Je ne pourrais, dans un simple article, entrer dans le détail et une longue explication de ces dispositifs et formes de pouvoir. Je vais donc me contenter de quelques exemples, de quelques points importants qui doivent donner un aperçu de l’invisible du pouvoir.

La positivité du pouvoir

Premier point important : en se contentant du visible du pouvoir, la force, on ne voit le pouvoir que comme soustraction. Le pouvoir ôte, soustrait : il soustrait la vie en nous envoyant à la guerre ou en nous condamnant, il soustrait les biens par les impôts et les taxes, il soustrait les possibilités de choix par la législation, il soustrait la parole par la censure. Le pouvoir enlève, retire, spolie, supprime, éradique.

Mais ce qu’on ne voit pas du pouvoir, c’est sa positivité, c’est sa production. Le pouvoir n’est pas que soustraction, il est aussi production, multiplication, et il n’obtient pas ces effets de la seule force. Le pouvoir produit des comportements, des champs nouveaux d’intervention, des institutions structurantes, dont l’effet essentiel est la normalisation. Multiplier les auto-disciplines, multiplier les comportements droits, multiplier les structures positives de la normalisation et ses discours sont tout autant des effets importants et non négligeables du pouvoir que les soustractions relevées plus haut. Pour prendre un exemple hors du champ politique, et il ne s’agit-là que d’une analogie très imparfaite : le pouvoir du père sur son fils ne réside pas uniquement dans la claque ou la menace de la claque.

Le pouvoir est un jeu habile de soustraction et de production et ne repose pas seulement sur l’une ou sur l’autre. Le pouvoir est, pour tout dire, un jeu de dispositifs, de technologies variées qui sont fondés dans des stratégies de développement du pouvoir. En se contentant de voir la force du pouvoir, son mouvement, sa dynamique, on passe complètement à côté de l’étude de ces dispositifs, ces technologies, ces modes du pouvoir qui sont bien plus étendus, plus structurés, plus développés que la seule force.

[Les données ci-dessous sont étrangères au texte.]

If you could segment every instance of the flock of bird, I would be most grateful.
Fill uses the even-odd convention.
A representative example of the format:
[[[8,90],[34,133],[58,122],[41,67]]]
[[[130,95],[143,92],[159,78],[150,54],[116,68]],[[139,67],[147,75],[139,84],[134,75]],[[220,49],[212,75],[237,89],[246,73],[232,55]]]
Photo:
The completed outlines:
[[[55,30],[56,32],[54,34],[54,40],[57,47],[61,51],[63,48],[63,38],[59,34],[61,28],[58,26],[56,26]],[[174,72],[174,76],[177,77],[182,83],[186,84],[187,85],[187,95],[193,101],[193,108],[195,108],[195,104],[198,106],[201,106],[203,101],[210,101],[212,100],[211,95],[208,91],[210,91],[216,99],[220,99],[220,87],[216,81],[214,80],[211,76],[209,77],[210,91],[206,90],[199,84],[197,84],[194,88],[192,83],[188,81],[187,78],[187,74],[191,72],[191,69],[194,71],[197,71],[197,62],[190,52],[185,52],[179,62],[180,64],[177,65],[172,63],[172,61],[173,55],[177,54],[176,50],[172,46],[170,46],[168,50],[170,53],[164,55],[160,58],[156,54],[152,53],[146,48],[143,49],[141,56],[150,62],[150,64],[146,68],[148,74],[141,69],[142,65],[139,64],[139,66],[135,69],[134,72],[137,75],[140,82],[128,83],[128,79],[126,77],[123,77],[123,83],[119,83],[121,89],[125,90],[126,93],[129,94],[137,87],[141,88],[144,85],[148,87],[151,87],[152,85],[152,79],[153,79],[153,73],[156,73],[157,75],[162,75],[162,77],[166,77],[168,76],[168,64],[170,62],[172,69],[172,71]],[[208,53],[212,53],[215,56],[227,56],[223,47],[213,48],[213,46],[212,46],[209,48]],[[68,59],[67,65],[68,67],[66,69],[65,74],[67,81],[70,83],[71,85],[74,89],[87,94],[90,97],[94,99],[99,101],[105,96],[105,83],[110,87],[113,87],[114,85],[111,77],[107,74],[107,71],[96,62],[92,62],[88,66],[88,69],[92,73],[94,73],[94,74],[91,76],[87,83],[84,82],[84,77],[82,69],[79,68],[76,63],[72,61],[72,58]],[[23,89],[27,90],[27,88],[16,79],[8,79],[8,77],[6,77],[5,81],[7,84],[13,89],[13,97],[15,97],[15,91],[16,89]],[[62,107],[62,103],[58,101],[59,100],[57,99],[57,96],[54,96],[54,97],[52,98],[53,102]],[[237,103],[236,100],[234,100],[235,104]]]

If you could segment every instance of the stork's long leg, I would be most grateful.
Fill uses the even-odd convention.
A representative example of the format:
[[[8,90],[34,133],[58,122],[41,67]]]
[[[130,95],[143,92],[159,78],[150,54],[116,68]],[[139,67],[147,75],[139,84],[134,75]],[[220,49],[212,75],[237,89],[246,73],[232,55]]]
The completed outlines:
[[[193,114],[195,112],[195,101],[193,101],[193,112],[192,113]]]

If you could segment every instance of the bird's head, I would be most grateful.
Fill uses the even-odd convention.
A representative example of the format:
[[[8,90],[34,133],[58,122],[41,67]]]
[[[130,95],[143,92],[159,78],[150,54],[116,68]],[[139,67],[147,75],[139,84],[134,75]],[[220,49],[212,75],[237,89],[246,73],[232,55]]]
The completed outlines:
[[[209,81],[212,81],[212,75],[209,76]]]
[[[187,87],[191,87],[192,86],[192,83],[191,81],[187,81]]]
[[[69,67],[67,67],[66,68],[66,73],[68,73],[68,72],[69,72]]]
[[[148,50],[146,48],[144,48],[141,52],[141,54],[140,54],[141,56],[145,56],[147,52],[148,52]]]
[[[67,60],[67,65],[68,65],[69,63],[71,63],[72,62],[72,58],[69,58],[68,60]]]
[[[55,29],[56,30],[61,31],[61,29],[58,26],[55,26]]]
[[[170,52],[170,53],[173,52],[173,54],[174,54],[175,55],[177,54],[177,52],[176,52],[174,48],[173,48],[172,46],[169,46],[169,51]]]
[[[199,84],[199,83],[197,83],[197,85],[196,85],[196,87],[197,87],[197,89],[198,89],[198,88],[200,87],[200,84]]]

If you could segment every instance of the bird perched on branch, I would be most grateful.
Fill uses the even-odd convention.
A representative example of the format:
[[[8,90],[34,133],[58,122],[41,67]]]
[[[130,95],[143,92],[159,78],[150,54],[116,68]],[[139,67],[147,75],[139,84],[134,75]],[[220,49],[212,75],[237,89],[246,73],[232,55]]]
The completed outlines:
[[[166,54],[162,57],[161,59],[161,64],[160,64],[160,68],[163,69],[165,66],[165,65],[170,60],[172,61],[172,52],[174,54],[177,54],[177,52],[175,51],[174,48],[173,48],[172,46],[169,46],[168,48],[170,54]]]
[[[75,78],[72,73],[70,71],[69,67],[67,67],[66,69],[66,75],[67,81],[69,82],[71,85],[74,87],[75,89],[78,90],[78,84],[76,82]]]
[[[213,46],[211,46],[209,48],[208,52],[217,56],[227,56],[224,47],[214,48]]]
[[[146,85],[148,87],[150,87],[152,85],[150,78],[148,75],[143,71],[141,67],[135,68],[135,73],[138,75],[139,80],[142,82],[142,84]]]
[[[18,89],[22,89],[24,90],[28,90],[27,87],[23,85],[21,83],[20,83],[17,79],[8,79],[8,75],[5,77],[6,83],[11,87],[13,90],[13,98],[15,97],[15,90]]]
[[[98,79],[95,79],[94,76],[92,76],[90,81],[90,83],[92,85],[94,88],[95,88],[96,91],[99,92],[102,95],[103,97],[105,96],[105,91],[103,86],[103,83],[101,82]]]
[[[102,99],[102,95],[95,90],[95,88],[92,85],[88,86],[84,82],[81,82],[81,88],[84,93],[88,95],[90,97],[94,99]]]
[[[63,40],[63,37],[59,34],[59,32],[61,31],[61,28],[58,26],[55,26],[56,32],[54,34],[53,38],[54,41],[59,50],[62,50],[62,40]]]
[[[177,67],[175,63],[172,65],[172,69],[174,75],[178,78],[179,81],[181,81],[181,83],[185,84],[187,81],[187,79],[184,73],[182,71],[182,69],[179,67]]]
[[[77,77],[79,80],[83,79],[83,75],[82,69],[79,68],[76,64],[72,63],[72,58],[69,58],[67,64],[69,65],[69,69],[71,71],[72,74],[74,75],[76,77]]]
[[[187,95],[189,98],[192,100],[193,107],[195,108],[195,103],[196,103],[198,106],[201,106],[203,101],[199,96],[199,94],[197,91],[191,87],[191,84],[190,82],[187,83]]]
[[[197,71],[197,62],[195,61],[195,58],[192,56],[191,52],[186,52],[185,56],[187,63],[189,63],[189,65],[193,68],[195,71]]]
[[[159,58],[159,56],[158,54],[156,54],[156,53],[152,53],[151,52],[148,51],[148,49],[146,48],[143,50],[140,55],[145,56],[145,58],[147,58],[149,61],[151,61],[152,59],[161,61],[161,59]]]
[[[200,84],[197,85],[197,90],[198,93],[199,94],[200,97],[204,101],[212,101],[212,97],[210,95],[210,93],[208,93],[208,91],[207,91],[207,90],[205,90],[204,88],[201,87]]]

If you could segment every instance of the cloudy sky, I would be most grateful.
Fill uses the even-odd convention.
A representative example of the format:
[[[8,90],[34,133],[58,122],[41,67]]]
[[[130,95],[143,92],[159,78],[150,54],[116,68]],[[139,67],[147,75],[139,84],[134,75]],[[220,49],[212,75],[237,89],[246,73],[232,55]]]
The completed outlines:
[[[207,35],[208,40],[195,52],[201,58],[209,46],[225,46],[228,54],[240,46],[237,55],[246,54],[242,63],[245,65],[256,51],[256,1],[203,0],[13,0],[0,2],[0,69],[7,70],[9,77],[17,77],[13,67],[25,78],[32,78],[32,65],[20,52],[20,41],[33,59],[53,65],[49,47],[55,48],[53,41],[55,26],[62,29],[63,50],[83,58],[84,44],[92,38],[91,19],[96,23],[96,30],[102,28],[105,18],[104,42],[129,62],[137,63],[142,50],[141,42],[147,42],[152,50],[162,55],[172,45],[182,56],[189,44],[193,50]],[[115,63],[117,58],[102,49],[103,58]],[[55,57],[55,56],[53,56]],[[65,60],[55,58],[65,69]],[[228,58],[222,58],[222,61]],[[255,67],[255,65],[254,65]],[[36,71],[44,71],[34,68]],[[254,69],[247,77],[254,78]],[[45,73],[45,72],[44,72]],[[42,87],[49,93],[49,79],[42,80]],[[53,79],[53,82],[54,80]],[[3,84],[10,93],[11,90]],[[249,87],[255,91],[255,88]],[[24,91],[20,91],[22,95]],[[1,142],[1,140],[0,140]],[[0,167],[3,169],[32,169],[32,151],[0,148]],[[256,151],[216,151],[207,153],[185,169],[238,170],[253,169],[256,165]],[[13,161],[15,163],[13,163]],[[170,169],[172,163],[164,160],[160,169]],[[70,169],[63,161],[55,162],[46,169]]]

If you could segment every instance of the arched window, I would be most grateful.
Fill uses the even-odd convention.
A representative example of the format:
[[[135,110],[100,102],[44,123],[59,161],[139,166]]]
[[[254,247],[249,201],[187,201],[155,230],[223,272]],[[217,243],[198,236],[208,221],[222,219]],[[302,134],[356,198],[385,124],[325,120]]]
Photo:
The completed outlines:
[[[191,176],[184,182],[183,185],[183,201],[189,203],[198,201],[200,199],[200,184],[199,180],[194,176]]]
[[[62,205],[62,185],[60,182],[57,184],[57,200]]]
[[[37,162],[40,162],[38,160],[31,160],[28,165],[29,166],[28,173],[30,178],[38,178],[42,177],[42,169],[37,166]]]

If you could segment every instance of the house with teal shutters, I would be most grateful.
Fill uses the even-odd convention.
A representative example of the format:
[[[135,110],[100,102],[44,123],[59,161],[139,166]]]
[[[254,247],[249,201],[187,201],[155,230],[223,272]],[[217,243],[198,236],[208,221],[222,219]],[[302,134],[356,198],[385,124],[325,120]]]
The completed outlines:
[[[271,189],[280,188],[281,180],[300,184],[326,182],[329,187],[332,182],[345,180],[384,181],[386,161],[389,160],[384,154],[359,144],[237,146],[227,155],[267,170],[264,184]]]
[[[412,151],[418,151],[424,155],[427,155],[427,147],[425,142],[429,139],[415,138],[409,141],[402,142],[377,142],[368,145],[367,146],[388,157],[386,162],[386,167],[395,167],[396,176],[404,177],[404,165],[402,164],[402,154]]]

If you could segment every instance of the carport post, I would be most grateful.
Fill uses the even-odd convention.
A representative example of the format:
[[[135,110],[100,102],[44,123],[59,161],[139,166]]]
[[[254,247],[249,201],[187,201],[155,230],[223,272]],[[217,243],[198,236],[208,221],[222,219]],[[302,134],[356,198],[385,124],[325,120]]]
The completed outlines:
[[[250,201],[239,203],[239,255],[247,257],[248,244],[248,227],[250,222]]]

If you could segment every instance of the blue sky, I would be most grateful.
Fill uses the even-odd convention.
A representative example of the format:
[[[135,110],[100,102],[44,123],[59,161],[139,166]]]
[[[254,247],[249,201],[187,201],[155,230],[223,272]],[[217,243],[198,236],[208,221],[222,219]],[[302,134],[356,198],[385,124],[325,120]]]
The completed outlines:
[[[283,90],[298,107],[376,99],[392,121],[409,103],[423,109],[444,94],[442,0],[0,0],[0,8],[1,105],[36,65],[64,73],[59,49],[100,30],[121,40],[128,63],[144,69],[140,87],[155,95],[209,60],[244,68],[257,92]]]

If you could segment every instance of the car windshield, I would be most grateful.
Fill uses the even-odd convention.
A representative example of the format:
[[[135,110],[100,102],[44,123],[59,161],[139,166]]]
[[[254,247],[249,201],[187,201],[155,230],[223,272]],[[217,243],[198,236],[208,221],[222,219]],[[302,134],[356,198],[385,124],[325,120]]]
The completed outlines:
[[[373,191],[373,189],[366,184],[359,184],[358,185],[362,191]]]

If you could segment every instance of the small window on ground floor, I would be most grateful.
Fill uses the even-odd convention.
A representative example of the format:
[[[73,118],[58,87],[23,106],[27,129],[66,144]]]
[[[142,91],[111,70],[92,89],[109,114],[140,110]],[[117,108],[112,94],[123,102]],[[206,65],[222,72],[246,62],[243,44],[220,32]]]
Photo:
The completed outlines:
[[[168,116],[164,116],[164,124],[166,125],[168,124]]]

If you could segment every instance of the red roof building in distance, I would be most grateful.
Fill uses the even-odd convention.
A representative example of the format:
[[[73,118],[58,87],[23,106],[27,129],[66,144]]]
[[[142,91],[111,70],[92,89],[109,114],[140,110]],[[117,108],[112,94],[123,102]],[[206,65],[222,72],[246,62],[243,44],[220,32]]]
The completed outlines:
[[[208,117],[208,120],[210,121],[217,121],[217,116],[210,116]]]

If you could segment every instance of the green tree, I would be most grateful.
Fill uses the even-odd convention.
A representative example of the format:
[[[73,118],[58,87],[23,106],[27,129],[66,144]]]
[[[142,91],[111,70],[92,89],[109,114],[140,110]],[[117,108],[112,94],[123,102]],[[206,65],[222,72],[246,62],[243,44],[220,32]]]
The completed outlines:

De fait, le pouvoir est aujourd’hui extrêmement étendu dans les sociétés occidentales, alors que l’usage de la force s’y est drastiquement réduit. Le pouvoir a perdu depuis longtemps le goût de la violence et il est évident que la société est plus pacifiée qu’elle ne l’a jamais été, même quand la colère gronde. Il serait naïf et simpliste de croire que c’est la simple mais suffisante menace de la terrible force des États qui explique que le pouvoir n’a plus guère besoin d’en faire usage : les occidentaux ne vivent pas dans la terreur.

Les dispositifs et les technologies du pouvoir

C’est davantage le pôle positif, productif, du pouvoir qui a pris son essor depuis l’avènement de la modernité qui explique le déclin de l’usage de la force dans la pratique régulière du pouvoir. Or pour bien comprendre le pouvoir, il faut s’intéresser à ses dispositifs et ses technologies, que j’ai déjà eu l’occasion d’aborder dans un précédent article que je vous invite à consulter.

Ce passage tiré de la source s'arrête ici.